Few things are more deserving of a skeptic’s wary eye than a newfangled undertaking in boxing. To that end, when it was first announced last March that Richard Schaefer, with Kalle Sauerland in arm, had been approached by fledgling European event promoter Comosa AG to supervise an eight-man tournament – “The World Boxing Super Series” – in two weight classes, with $50 million at stake, the thinking was: Which divisions and whom are the contestants? That the success of the endeavor would depend largely on the strength of its participants was a point lost on no one. Nobody, save perhaps for the most jaded bottom-feeders of the internet, wants to see so much effort exerted to crown the best third-stringer of, say, the middleweight division.
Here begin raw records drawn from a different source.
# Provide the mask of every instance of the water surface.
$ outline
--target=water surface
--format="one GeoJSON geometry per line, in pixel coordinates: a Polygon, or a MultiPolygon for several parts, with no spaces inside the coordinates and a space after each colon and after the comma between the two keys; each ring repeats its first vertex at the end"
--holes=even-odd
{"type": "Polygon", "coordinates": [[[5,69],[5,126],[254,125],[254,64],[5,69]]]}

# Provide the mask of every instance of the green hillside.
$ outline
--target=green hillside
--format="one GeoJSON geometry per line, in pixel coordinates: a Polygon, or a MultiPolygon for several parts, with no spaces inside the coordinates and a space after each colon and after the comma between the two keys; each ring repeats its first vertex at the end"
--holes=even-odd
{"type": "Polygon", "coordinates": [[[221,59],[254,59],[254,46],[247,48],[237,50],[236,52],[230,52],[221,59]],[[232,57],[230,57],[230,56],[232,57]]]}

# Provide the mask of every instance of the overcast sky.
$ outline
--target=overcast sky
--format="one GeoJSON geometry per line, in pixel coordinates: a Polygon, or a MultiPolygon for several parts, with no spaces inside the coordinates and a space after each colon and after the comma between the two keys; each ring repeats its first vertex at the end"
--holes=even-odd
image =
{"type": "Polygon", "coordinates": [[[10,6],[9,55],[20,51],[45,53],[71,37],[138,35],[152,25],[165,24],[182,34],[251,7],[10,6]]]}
Moreover, there were larger questions about Schaefer’s ability to convince cagey promoters and managers to part with their top assets – this in a sporting landscape long blighted by political schisms and preternaturally hostile to concepts like cooperation. But perhaps the biggest question concerned hard cash. When asked if he had any interest in getting his fighters involved with the tournament, Egis Klimas, the manager for a number of world champions, had a simple request: “Show me the money. I won’t believe in it until I see that the money is real.”


Well, it’s safe to say that the money is indeed real. Klimas’ cruiserweight Oleksandr Uysk, is the latest undefeated titleholder to enter the fold of what is clearly, on paper, the best lineup for a tournament-style format boxing has seen in a very long time. An official rollout of the names involved – including the reserves – takes place in Monaco on July 8 but, from the looks of it so far, Schaefer and company seemed to have lived up to their word, particularly in regard to the talented but underexposed cruiserweight division (the super middleweight division is another story): All four cruiserweight titleholders – Usyk (WBO), Murat Gassiev (IBF), Mairis Briedis (WBC) and Yunier Dorticos (WBA “regular”) – have joined, along with Russian knockout artist Dmitry Kudryashov, former champion Marco Huck, Krzysztof Wlodarczyk and Cuban Mike Perez, the last fighter to round out the roster. Should all fighters remain healthy throughout the process, there is every reason to believe the winner of the World Boxing Super Series can lay unconditional claim to being the division’s consensus best. The tournament, in other words, is boxing in rare meritorious form. It is also boxing at the highest order of internationalism – that is, if you count out the United States.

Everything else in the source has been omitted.